Keep and Use Your Content Forever


Most of us—even we pack rats—must deal with the practical limits of magnetic and physical storage space. Like it or not, we have to be selective about what we keep and what we delete. While on the corporate side, the threat of litigation might provide incentive to toss stuff as soon as possible to avoid preserving content that could be the target of discovery in a lawsuit, there are also requirements that some things be maintained.

At the other extreme, there are those who will want to keep all authoritative content for the foreseeable future and (here's the tricky part) ensure that others can view and use it. If you want to preserve family pictures or documents for future generations (setting aside the question of selecting storage media), what are the most likely formats to assure future generations can view or listen to what you preserve? PDF, JPEG, MPEG, XHTML, or XML (and which schema)?

Now suppose you have millions of documents to preserve, hundreds more are pouring in every day, you must manage 600-1500 print-related projects daily, you are required to deliver both print and authenticated electronic copies for future use. This torrent of documents comes to you in virtually any format. With increasing use of XML, your plans must support XML-based office documents from OpenOffice, StarOffice, and soon MS Office 2007. While you're at it, you might as well take advantage of XML and not just deliver documents but repurpose them, providing tailored, relevant renditions to your customers. Lastly, you had better protect this content from natural and other disasters. Does your brain hurt yet?

There is a Federal agency that has had to face this very problem and, suprisingly, is addressing it with remarkable speed. The 145-year-old U.S. Government Printing Office is transforming itself from one of the world's largest printing services to one that can preserve and deliver millions of electronic documents for the foreseeable future, and achieve this with minimal funding. Yes, this is a story that will actually make you feel good about government at work. It also provides valuable lessons, though the scale of the GPO's endeavor likely dwarfs yours and mine.

The GPO's project, called Future Digital System (or FDsys), began with strategic planning in July 2004 and developed a strategic vision for the twenty-first century. This vision provides a plan to provide printing and electronic delivery services to the three branches of federal government, 1,250 Federal Depository libraries (providing protection from disastrous losses), and to the general public. FDsys is packaged into six phases, is currently midway through phase 4 (implementation planning), and expects a full system implementation in October 2007.

I have been communicating with Mike Wash, the GPO's Chief Technical Officer, over the past few months to get a better handle on FDsys. My questions ranged from typical IT concerns to more general issues. The short timeframe to complete the project suggests minimizing the vendor solutions and emphasizing integration, applications built to work together out-of-the-box. However, FDsys must deliver its services for the foreseeable future. That suggests picking open-source and best of breed solutions. What was Wash's approach? "GPO is taking a best of breed approach to acquiring and integrating the technology components that will comprise FDsys…FDsys is a standards-based system," he says.

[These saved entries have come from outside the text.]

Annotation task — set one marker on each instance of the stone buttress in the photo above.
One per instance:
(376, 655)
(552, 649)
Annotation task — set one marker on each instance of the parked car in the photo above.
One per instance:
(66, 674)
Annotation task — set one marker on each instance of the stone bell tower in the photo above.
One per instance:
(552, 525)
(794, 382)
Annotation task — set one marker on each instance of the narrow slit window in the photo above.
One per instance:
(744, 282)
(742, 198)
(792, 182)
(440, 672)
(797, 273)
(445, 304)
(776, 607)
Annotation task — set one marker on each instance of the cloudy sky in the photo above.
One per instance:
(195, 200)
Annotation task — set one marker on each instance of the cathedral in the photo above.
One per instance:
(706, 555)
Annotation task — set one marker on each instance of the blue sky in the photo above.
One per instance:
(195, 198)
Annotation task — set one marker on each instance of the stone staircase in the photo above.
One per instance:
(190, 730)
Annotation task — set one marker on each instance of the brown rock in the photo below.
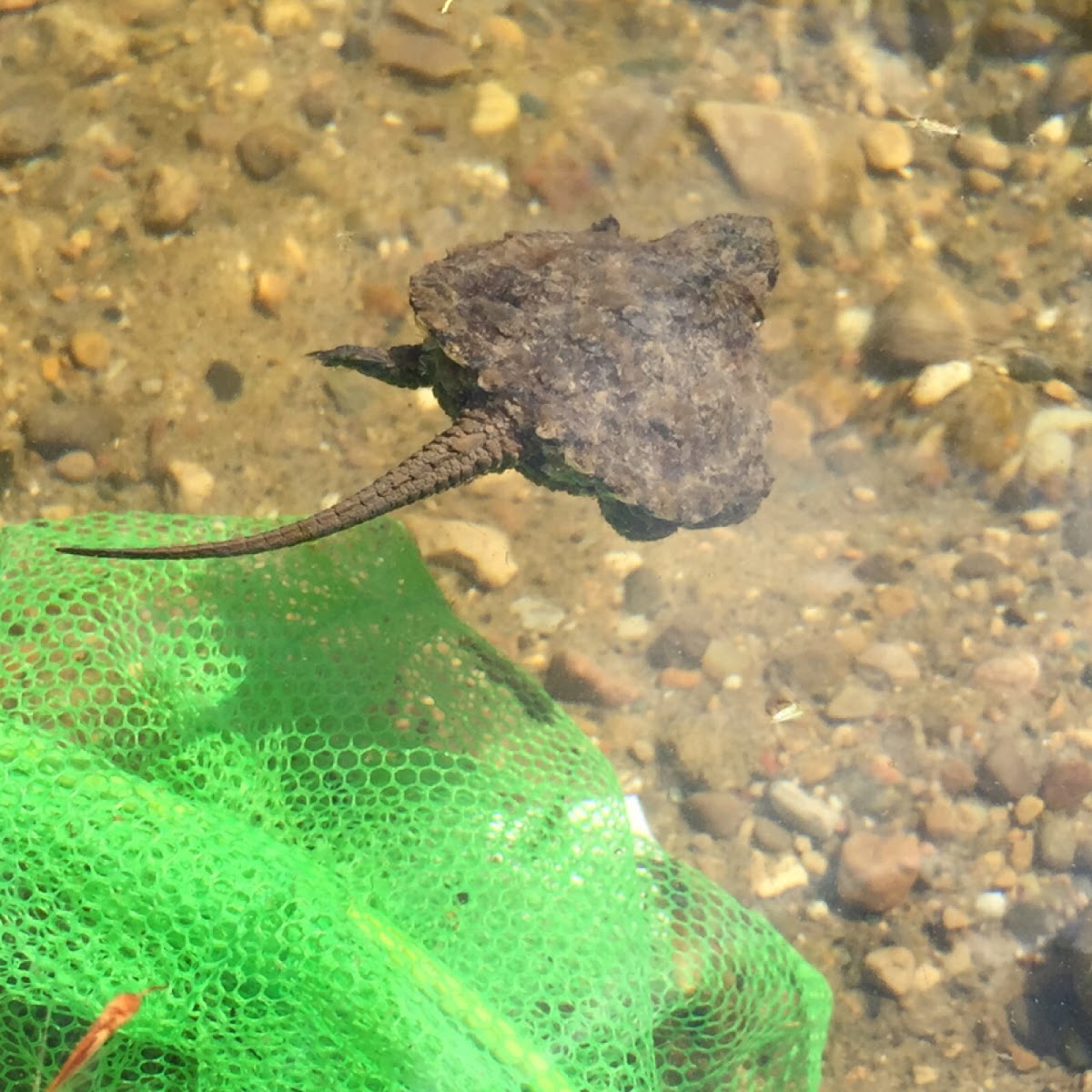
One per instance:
(888, 147)
(714, 813)
(1008, 773)
(877, 873)
(56, 427)
(1010, 671)
(781, 157)
(172, 197)
(266, 151)
(76, 467)
(1073, 86)
(1066, 784)
(90, 349)
(572, 676)
(921, 322)
(424, 56)
(1016, 35)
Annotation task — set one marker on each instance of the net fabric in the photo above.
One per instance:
(359, 847)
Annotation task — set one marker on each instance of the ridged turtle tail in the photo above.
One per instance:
(474, 445)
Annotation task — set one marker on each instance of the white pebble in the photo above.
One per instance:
(538, 615)
(194, 481)
(633, 628)
(937, 381)
(992, 905)
(495, 109)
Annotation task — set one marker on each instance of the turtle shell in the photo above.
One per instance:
(631, 369)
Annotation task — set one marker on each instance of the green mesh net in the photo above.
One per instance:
(359, 847)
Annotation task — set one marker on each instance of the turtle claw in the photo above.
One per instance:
(399, 366)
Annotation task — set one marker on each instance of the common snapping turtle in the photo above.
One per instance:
(593, 364)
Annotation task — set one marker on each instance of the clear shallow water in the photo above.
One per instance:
(185, 185)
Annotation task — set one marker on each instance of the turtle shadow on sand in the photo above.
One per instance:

Then there is the issue of document formats and how a GPO customer would supply content to make sure FDsys can import, use, and transform that content. GPO currently receives submissions in a surprisingly small number of formats, but that will change as content technologies evolve. GPO's approach is a standards-based packaging format for submissions. "FDsys architecture is based on the Open Archival Information System (OAIS) model, which develops the concept of submission, archival, and dissemination packages," Wash says. The OAIS SIP concept divides submissions into three categories or types of information. First there is the content information itself, the digital objects and the way they are represented. The other two categories are information about how the submission is packaged and a descriptive segment.

The GPO will share its experiences with the rest of us, too. You can visit my blog ( and the FDsys blog ( for all the details. Because, as Wash says, "The FDsys team has committed to full transparency of our system development process. We would be happy to share lessons learned with other organizations at the appropriate time." And there's a lot to learn.